When it comes to evaluating the detailed shift of competence from the national to the European level, researchers are confronted with the problem of determining the meaning and the impact of a competence. Different methods of measuring have been used which all produce quite different results (Börzel 2005; Estella de Noriega 2002). Following studies in comparative federalism, one can refer to the formal competences enumerated in the treaties and distinguish between legislative, executive and fiscal powers, or rely on expert assessments. However, formal competences of EU institutions are all but clearly stated in legal terms. Moreover, their application depends on the ability of the Commission and the Council to come to decisions. Hence, the probability of an effective change in competence allocation is influenced by different modes of legislation and policy-making. Obviously, budgetary figures hardly tell us anything about the relative powers of the EU and the national levels.

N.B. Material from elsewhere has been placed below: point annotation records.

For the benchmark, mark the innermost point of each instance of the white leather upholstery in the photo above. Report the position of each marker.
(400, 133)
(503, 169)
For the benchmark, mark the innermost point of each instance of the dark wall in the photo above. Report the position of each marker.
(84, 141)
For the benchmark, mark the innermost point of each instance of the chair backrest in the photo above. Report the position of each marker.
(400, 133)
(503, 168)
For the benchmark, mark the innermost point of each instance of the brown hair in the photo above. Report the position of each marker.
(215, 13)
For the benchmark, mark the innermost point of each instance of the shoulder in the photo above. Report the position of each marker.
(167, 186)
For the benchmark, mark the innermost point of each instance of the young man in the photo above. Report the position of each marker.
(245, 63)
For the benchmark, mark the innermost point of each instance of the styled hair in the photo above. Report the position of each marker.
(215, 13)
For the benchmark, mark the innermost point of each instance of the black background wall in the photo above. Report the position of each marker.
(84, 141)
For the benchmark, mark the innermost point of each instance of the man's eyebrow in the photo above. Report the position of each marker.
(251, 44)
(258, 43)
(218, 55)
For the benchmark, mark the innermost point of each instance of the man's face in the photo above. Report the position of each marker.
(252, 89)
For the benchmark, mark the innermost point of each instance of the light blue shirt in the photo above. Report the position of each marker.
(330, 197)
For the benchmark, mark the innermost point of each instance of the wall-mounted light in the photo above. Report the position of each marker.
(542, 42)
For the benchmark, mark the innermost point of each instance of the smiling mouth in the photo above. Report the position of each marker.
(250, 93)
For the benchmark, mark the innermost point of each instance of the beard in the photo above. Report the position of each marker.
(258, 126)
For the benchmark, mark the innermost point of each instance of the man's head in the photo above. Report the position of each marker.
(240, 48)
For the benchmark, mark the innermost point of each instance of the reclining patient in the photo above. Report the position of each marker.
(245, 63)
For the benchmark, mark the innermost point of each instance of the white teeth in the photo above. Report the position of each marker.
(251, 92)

Furthermore, competences may have a merely symbolic value or may be undermined by “shirking” of implementing authorities of the member states (Bednar 2004: 404), an issue dealt with in research on compliance. Finally, EU institutions are engaged in policies without having formal competences by using methods of “open” coordination. Thus, one serious problem of the integration literature is that we still lack a common concept of the meaning and an agreement on the measurement of EU powers.